The spore print is pale purplish brown. Spores are ovoid (egg-shaped) to somewhat ellipsoidal, binucleate (visible when stained with acetocarmine solution), often contain a single oil droplet, and measure 6–8.5 by 4–5.5 μm. The spore walls are roughened with small points and ridges, and have a small plage. The basidia (spore-bearing cells) are club-shaped, four-spored, and measure 24–26 by 6–8.5 μm. Cystidia on the gill face (pleurocystidia) are abundant. They are spindle-shaped with swollen middles, and thick tips that are occasionally encrusted with translucent crystals. They have dimensions of 43–86 by 10–24 μm, with walls that are pale brown to translucent, and up to 3 μm thick. Cystidia on the gill edge (cheilocystidia) are roughly the same morphologically, but shorter. The cap cuticle comprises a layer of radially arranged gelatinized hyphae measuring 1–4 μm in diameter.
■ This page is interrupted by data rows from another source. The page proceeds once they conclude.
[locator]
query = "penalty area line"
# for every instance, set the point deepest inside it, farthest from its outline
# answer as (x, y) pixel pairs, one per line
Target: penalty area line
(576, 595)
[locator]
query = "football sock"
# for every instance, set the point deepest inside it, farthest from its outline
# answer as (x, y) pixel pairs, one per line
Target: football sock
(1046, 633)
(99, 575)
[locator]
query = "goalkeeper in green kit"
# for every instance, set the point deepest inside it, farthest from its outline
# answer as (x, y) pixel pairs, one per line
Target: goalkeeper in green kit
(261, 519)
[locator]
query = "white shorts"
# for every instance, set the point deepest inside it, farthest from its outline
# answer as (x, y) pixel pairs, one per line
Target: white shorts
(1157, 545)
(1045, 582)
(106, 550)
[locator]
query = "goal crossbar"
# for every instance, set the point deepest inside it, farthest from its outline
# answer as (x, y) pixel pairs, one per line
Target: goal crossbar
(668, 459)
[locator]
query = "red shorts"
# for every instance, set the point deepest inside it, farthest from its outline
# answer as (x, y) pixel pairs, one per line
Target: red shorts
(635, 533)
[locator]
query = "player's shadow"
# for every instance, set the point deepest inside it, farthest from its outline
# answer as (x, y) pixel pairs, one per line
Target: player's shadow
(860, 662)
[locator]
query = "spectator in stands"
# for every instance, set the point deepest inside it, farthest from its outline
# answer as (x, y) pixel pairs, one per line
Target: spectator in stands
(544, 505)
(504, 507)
Clamp connections are present in the hyphae.

===Similar species===
Stagnicola perplexa is similar in appearance and shares habitats and a geographical range comparable to Mythicomyces corneipes. S. perplexa generally has a more faded coloration, and produces brownish spore prints lacking purplish tones. The two species can be reliably distinguished by microscopic characteristics, as Stagnicola has smooth spores and cheilocystidia with thin walls. Owing to its similarly colored cap and habitat amongst mosses, Phaeocollybia attenuata might be confused with M. corneipes. Phaeocollybia attenuata can readily be differentiated in the field by the long wirelike pseudorhiza extending below the substrate, and microscopically by the much more heavily ornamented limoniform-globose spores and absence of pleurocystidia. Other morphologically similar species include Hypholoma udum and H. elongatum, but unlike M. corneipes, both of these agarics have smooth spores, yellow chrysocystidia, and lack metuloids. The lookalike Galerina sideroides is found in Washington, Michigan, and Sweden, where it fruits in groups on rotten conifer logs. It has distinct microscopic characteristics, such as a wider range of basidial widths (20–40 μm), and a lack of pleurocystidia.

==Habitat and distribution==
Mythicomyces corneipes is a saprobic fungus, and uses plant debris—usually bits of wood—as a substrate. Fruit bodies appear in autumn, and grow in groups among mosses in moist habitats, such as near the edges of bogs, or under conifers or birch in soil wet from spring flooding. It has been recorded from North America, where it is most common in the Pacific Northwest region, and Europe, where it is rare, but widespread across the northern part of the continent. In 1938, Smith called the species "extremely rare".

==Etymology==

The name Mythicomyces was coined to reflect that it possessed an anomalous combination of morphological and anatomical features that seemed to span several families of mushrooms, as if it were a mythical mushroom. Its morphological uniqueness and isolation from other mushroom families was later confirmed by molecular analyses resulting in the new family Mythicomycetaceae together with another anomalous agaric genus, Stagnicola.